As projeções de excedente reforçam esse cenário. Na segunda-feira, o BMI Group estimou um superávit global de 10,5 milhões de toneladas (MMT) para 2025/26. Já na terça, a Covrig Analytics projetou excedente menor, de 4,1 MMT, para o mesmo ciclo.

Brasil amplia produção de açúcar no curto prazo

Nos últimos sete meses, os preços do açúcar têm sido pressionados, em grande parte devido ao avanço da produção no Brasil. Em setembro, o contrato SBV25 chegou a registrar a mínima em 4,5 anos. Dados da Unica (União da Indústria de Cana-de-Açúcar) divulgados em 2 de outubro mostraram que a produção do Centro-Sul, na primeira quinzena de setembro, avançou 15,7% em relação ao ano anterior, totalizando 3,622 milhões de toneladas.
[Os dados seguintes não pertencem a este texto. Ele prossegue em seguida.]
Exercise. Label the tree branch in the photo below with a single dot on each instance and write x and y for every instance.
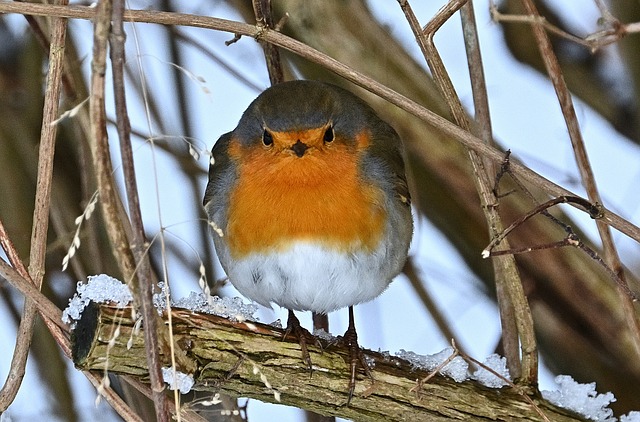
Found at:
(248, 359)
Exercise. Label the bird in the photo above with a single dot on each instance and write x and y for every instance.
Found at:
(310, 204)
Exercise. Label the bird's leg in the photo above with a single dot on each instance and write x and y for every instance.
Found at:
(294, 327)
(356, 356)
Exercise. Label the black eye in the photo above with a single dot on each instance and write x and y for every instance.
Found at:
(328, 135)
(267, 139)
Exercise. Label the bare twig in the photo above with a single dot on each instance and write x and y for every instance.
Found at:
(299, 48)
(264, 20)
(47, 309)
(613, 32)
(506, 271)
(138, 247)
(41, 213)
(511, 299)
(25, 330)
(586, 173)
(522, 391)
(425, 297)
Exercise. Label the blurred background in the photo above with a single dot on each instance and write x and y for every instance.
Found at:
(186, 87)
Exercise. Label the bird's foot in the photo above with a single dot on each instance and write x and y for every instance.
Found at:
(303, 336)
(356, 357)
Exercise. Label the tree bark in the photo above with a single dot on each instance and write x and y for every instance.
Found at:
(250, 359)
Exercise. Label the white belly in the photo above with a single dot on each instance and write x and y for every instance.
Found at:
(307, 277)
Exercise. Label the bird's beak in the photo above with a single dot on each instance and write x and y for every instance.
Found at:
(299, 148)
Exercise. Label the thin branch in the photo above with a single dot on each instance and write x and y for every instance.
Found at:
(446, 127)
(143, 275)
(586, 173)
(25, 330)
(613, 32)
(506, 271)
(512, 302)
(411, 272)
(40, 224)
(264, 20)
(261, 363)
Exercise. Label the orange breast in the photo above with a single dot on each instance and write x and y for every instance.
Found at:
(281, 198)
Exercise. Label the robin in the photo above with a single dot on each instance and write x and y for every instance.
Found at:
(311, 203)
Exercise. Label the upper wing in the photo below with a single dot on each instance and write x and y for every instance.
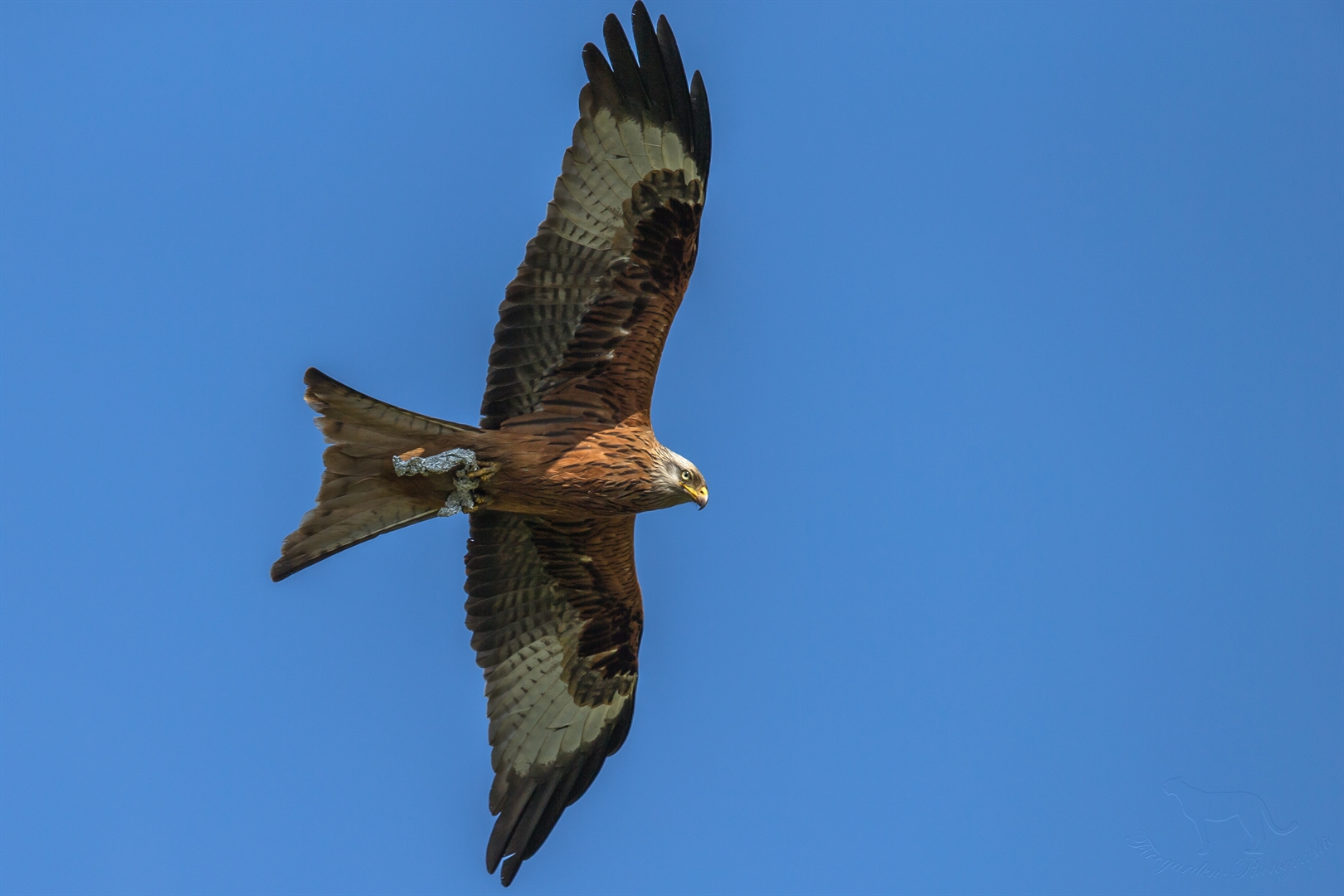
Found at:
(582, 325)
(557, 617)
A alocação de cana para açúcar também subiu: na segunda quinzena de agosto, 53,49% da matéria-prima foi destinada à produção do adoçante, contra 47,74% no mesmo período do ano passado. Ainda assim, a produção acumulada do Centro-Sul na safra 2025/26, até meados de setembro, apresenta ligeira queda de 0,1% em comparação com a temporada anterior, somando 30,388 milhões de toneladas.

Índia deve voltar a exportar mais açúcar

No cenário internacional, a Índia aparece como fator adicional de pressão. As abundantes chuvas de monções indicam que o país poderá aumentar sua oferta e exportações. Em 30 de setembro, o Departamento Meteorológico da Índia informou que a precipitação acumulada atingiu 937,2 mm, 8% acima da média histórica, sendo a monção mais forte em cinco anos.

Com esse cenário climático favorável, a Federação Nacional de Fábricas Cooperativas de Açúcar projetou, em 2 de junho, que a produção indiana deve crescer 19% na safra 2025/26, chegando a 34,9 MMT, impulsionada pelo aumento da área cultivada com cana. Esse resultado viria após uma forte retração em 2024/25, quando a produção caiu 17,5%, para 26,2 MMT — o menor volume em cinco anos, segundo a Associação Indiana de Usinas de Açúcar (ISMA).